The number of people known to have died amid the worst Ebola outbreak on record has topped 4,000, the World Health Organization said Friday. The Geneva-based United Nations agency said the virus had killed 4,033 people out of 8,399 cases over seven months in seven countries by Oct. 8.
The death toll includes 2,316 in Liberia, 930 in Sierra Leone, 778 in Guinea, eight in Nigeria — and one in the United States. A separate Ebola outbreak in Democratic Republic of Congo has killed 43 people out of 71 cases. Thomas Eric Duncan, the first person to be diagnosed with Ebola in the United States, died Wednesday in Dallas.
Meanwhile, Samantha Power, the U.S. ambassador to the United Nations, said Friday that Ebola infections rates are expected to climb.
"In Guinea and Sierra Leone, the number of infections is projected to double every month. In Liberia, infections are projected to double every two weeks," Power said at a General Assembly session on Ebola.

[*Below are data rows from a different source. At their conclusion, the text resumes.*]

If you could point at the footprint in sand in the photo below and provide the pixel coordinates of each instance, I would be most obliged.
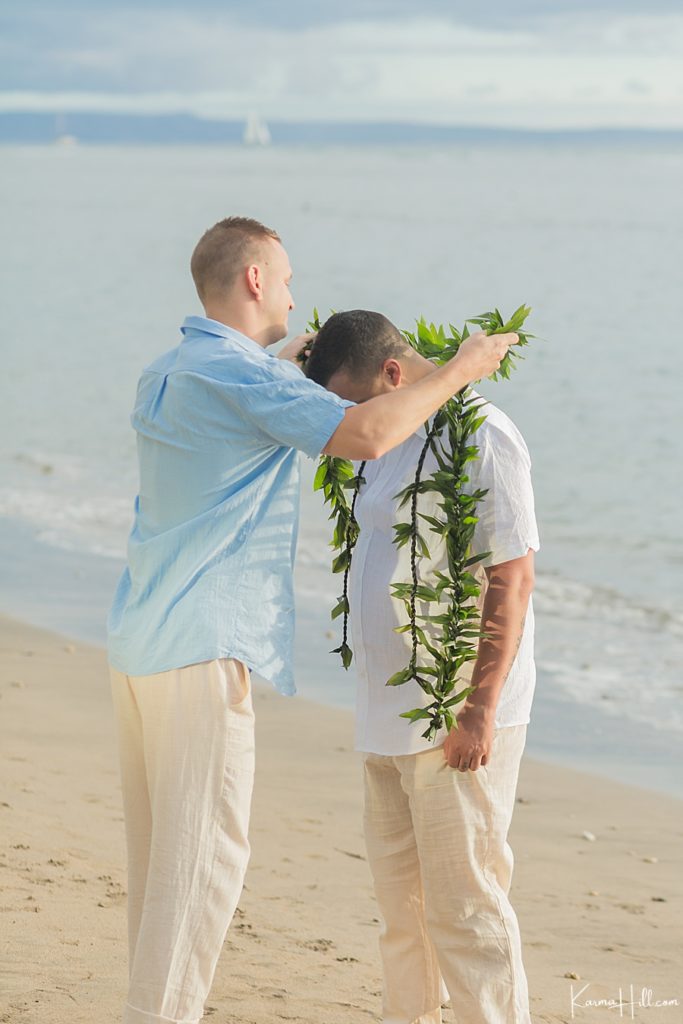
(318, 945)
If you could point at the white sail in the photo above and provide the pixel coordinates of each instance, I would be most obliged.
(256, 131)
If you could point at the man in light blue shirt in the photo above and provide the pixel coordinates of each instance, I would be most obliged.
(207, 593)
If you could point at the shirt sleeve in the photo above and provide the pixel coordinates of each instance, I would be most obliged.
(289, 410)
(507, 526)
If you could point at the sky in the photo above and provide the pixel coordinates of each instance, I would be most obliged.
(531, 64)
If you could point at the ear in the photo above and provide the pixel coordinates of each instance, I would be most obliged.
(254, 279)
(392, 372)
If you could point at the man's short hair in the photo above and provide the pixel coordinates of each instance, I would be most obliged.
(225, 250)
(357, 341)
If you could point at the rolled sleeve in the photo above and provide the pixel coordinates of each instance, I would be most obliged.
(288, 411)
(507, 526)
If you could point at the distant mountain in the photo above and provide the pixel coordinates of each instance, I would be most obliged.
(184, 129)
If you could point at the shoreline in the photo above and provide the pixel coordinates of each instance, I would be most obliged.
(303, 943)
(69, 592)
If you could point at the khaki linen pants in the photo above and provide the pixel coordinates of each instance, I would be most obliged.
(186, 748)
(437, 849)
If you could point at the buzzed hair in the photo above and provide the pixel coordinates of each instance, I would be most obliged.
(225, 250)
(357, 341)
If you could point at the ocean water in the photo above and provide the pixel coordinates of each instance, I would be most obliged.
(94, 284)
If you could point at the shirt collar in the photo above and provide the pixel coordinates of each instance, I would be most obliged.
(202, 325)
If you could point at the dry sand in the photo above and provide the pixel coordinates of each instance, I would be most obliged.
(303, 944)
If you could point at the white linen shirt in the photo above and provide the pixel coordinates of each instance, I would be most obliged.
(507, 528)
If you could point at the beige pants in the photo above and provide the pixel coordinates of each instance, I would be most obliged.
(186, 745)
(437, 849)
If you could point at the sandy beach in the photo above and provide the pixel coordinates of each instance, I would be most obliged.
(597, 884)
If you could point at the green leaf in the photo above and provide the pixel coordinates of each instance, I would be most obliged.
(399, 678)
(346, 654)
(340, 608)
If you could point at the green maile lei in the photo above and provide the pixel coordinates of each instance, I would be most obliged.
(436, 658)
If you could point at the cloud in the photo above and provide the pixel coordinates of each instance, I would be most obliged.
(551, 69)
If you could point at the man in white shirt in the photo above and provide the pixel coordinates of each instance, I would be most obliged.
(437, 813)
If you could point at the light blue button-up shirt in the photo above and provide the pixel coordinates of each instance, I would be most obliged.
(211, 552)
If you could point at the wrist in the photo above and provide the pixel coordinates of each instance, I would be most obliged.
(482, 705)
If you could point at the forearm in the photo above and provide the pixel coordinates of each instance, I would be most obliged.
(503, 619)
(371, 429)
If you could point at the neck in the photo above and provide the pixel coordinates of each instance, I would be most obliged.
(241, 318)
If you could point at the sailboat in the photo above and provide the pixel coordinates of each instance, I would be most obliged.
(256, 131)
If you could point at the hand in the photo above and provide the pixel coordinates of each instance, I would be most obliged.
(468, 745)
(480, 354)
(292, 349)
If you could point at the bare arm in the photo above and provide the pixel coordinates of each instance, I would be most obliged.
(371, 429)
(503, 616)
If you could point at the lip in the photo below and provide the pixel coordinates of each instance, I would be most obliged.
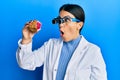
(61, 33)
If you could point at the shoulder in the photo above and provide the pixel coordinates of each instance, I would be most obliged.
(91, 46)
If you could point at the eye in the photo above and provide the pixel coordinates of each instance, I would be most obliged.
(67, 18)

Power praised countries that “have punched far above their weight.” She cited the example of Cuba, “a country of just 11 million people” that “has already sent 165 health professionals to the region and plans to send nearly 300 more.”
But she also called on more countries to “step up” in the global battle against the deadly virus. “The need is growing, and it is growing fast,” Power said.